Though, do you doubt Tyler Barron’s test would reveal him to be of Master status, very highly rated Master status?
He had no doubt at all, nor did he have reservations about Barron’s tactical abilities. Pressed to name one man or woman as the most capable military leader in human-occupied space, he would offer his enemy turned ally without hesitation.
There was no place for ego, not in a fight against an enemy like the Highborn. Chronos had long doubted the shadowy threat, even questioned the existence of those his people had long called, ‘The Others,’ but the old legends had proven not only to be true, but the real threat was vastly greater than any had imagined. It was difficult for a leader of the Hegemony, so long assured of its supremacy over humanity, to acknowledge that half his nation, and its capital, were in enemy hands, and that any hope of reclaiming the occupied systems, or even of surviving, depended on the aid of allies.
He looked up at the display, watching the formations moving slowly across. There was nothing slow about those ships in real terms, he knew. Much of the fleet was moving at a velocity of one or two percent of lightspeed, putting thousands of kilometers behind them with each passing second.
He felt the urge to issue some kind of orders, but he knew there was nothing more he could do. The fleet was vast, and its battle plan was well founded. The operat
ion was more of a fighting withdrawal than a real battle, and there was nothing else it could be, no other options the fleet could embrace.
That didn’t mean ships weren’t being destroyed…and men and women killed. The fleet’s losses had been severe, if somewhat lighter than he might have feared, and there was still a long way to go before they reached the shaky border that separated Highborn-Occupied Space from that still controlled by the Hegemony.
Assuming they just don’t follow us all the way back to Striker…
Chronos had always had a deliberative approach to things, but as he sat on his flagship, watching his fleet fight their way out of a trap, the reality that his nation, half of it anyway, was gone, pressed in on him from all sides. The offensive had been intended to liberate those worlds, to return to Calpharon and reclaim the capital. Now, his best hope was for the Pact fleet to escape at least somewhat intact…and prepare to endure an inevitable renewal of the Highborn invasion. He looked into the depths of his mind, into his visualization of the future, and he couldn’t see a path to the liberation he sought. All he saw was a desperate—and perhaps hopeless—defense, and more defeat.
Will you ever see Calpharon again?
He cut off the thought abruptly.
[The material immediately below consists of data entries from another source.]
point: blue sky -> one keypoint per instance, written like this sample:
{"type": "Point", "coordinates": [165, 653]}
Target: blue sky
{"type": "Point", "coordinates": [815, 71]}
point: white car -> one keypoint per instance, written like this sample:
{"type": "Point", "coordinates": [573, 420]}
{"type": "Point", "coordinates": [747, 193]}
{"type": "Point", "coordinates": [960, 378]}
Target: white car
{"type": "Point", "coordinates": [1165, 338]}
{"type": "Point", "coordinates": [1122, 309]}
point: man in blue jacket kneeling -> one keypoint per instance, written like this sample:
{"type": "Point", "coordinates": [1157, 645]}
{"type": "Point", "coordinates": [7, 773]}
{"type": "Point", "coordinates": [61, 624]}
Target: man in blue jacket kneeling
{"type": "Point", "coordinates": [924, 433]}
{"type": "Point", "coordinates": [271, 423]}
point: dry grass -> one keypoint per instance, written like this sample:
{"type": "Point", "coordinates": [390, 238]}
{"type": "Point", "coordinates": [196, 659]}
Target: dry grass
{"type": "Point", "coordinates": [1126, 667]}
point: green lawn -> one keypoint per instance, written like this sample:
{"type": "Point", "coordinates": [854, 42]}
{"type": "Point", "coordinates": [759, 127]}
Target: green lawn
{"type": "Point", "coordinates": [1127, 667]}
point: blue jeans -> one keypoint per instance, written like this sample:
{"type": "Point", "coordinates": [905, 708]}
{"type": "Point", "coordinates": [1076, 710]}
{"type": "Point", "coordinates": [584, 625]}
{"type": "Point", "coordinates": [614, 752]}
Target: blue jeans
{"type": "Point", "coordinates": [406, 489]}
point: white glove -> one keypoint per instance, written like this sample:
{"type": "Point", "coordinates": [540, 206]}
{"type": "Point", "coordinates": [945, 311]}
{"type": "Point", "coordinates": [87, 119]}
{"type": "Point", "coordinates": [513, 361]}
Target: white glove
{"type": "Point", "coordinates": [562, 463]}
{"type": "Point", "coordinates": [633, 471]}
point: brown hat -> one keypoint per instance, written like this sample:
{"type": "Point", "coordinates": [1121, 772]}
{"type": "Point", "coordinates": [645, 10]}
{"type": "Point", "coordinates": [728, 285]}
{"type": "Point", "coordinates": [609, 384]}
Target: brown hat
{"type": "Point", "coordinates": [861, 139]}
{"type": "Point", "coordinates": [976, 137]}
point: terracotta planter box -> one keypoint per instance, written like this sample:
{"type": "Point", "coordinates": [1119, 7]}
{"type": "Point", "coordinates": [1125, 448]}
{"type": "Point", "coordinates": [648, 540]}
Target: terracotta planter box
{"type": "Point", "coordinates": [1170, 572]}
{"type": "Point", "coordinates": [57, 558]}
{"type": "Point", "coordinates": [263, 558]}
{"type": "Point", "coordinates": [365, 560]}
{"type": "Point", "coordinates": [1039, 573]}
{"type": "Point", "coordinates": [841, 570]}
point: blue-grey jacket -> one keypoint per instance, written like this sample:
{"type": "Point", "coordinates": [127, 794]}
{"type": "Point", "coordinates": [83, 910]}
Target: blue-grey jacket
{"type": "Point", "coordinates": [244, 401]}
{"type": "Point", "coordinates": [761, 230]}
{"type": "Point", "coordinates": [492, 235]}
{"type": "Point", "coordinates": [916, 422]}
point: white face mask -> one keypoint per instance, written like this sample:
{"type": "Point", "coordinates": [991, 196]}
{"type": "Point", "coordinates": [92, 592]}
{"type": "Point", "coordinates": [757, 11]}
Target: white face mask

He didn’t think he’d like the answer.
Chapter Thirty-Six
Forward Base Striker
Vasa Denaris System
Year 327 AC (After the Cataclysm)
“You have to do something, Clint!” Andi stood on one side of the table looking across at her friend, the Confederation navy’s second in command…and perhaps Tyler Barron’s only hope of returning to Striker alive.
The two were standing next to the conference table. They’d been in the room for almost ten minutes, but neither had made a move to sit down. The thought hadn’t even occurred to Andi. She was too tense, too wired, to sit.